Senior ML Data Platform Developer
We are seeking a visionary and highly technical Senior ML Data Platform Developer to architect, implement, scale, and maintain the data engine powering our next-generation frontier models.
In this high-impact role, you will bridge the gap between cutting-edge AI research and high-performance engineering, treating the data platform as an internal product with our researchers as your primary customers. You will be responsible for designing a multi-tiered, ultra-low-latency storage architecture and building automated, petabyte-scale data processing pipelines. Our technical environment is not fixed and will evolve as our projects scale. We expect someone capable of evolving it, not only following industry trends, challenging it, and making sustainable decisions in close collaboration with our Research and Product teams.
Key Responsibilities
- Design and maintain a layered storage architecture and partner with the Research team to ensure seamless integration with the training pipelines.
- Scale and automate the data processing stack to handle petabytes of data and ensure its smooth operation.
- Ensure efficient use of compute resources, including GPU access for compute-intensive data processing tasks.

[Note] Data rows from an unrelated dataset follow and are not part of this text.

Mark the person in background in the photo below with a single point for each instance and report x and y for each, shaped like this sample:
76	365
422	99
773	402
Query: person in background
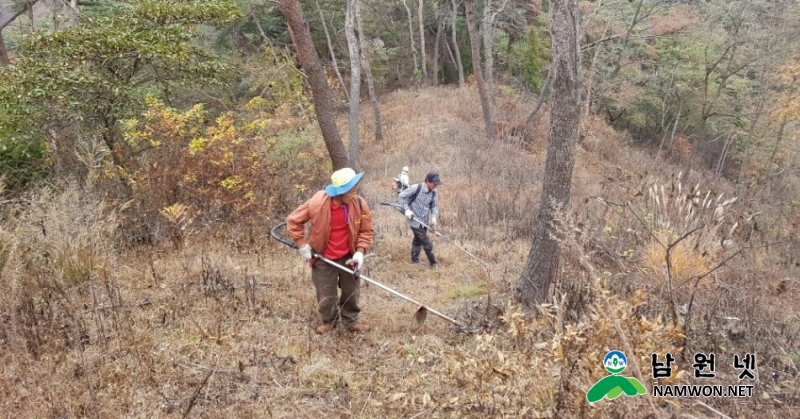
401	181
341	230
420	203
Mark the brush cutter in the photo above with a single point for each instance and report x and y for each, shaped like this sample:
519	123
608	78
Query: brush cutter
422	311
399	208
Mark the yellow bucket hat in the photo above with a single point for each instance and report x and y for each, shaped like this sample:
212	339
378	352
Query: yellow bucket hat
342	181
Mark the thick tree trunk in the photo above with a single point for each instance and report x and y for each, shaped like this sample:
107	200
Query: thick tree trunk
330	50
355	82
543	260
373	98
323	103
421	24
475	42
456	50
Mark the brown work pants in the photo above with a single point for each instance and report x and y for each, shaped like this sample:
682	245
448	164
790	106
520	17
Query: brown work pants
327	279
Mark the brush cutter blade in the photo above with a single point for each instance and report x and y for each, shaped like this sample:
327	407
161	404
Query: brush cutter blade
419	317
469	330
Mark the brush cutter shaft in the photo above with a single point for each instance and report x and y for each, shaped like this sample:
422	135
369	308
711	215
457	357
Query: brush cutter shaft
445	238
291	244
387	289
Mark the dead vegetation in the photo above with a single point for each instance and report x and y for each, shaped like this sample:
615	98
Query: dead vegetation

- Assist the Infrastructure team in provisioning the compute and storage environments to support scaling.
- Ensure all datasets, including the intermediate outputs of each transformation stage, are versioned, reproducible, and fully traceable to meet specific and dynamic experiment needs, and are accompanied by datasheets, in accordance with internal Data Governance policies.
- Collaborate with the Research team and other teams to understand their self-service needs around dataset exploration, sampling, and analysis, and develop proper tooling.
Skills and Qualifications
- A bachelor’s degree in a relevant field (e.g., computer science, computer engineering, software engineering) is required.
- 5+ years of experience in designing, implementing, and managing web-scale storage, high-performance networking (HPC), or working within large-scale distributed ML data frameworks, with recent experience using e.g. Lustre, Ray, Apache Spark, workflow orchestrators, Apache Arrow, and/or Parquet.
- Ability to collaborate effectively with cross-functional teams, document best practices, and stay updated with the latest advancements in large-scale data processing and software development.
- Experience with workload managers (e.g., Ray, Kubernetes, SLURM).
- Familiarity with containerization tools (e.g., Docker, Enroot).
- Familiarity with data infrastructures and platforms (e.g., vector databases).
What we offer
- The chance to contribute meaningfully to a globally critical initiative
- Comprehensive health benefits (including mental health and wellness management account)
- 20 days of vacation per year upon start
- Employer contribution of 4% to your retirement savings, with no required employee match
- Additional compensation totaling 8% of your salary to apply towards additional retirement savings or bonuses (independent of group and individual performance)
- A team of passionate world-class experts in their field
- A collaborative and inclusive work environment in our vibrant office space in the heart of Little Italy, in the trendy Mile-Ex district, close to public transportation
About LawZero
LawZero is a non-profit organization committed to advancing research and creating technical solutions that enable safe-by-design AI systems. Its scientific direction is based on new research and methods proposed by Professor Yoshua Bengio, the most cited AI researcher in the world. Based in Montreal, LawZero’s research aims to build non-agentic AI that learns primarily to understand the world rather than to act in it, giving truthful answers to questions based on transparent and externalized probabilistic reasoning. Such AI systems could be used to accelerate scientific discovery, to provide oversight for agentic AI systems, and to advance the understanding of AI risks and how to avoid them. LawZero believes that AI should be cultivated as a global public good—developed and used safely towards human flourishing. For more information, visit www.lawzero.org
You belong here
At LawZero, diversity is important to us. We value a work environment that is fair, open and respectful of differences. We welcome applications from highly qualified individuals interested in working towards our mission in a respectful, inclusive and collaborative setting.
Your personal information will be collected and processed by LawZero to evaluate your application for employment in compliance with our Privacy Policy. Under privacy laws in force in your country of residence, you may have several privacy rights, such as to request access to your personal information or to request that your personal information be rectified or erased. Details on how you can exercise your rights can be found in our Privacy Policy.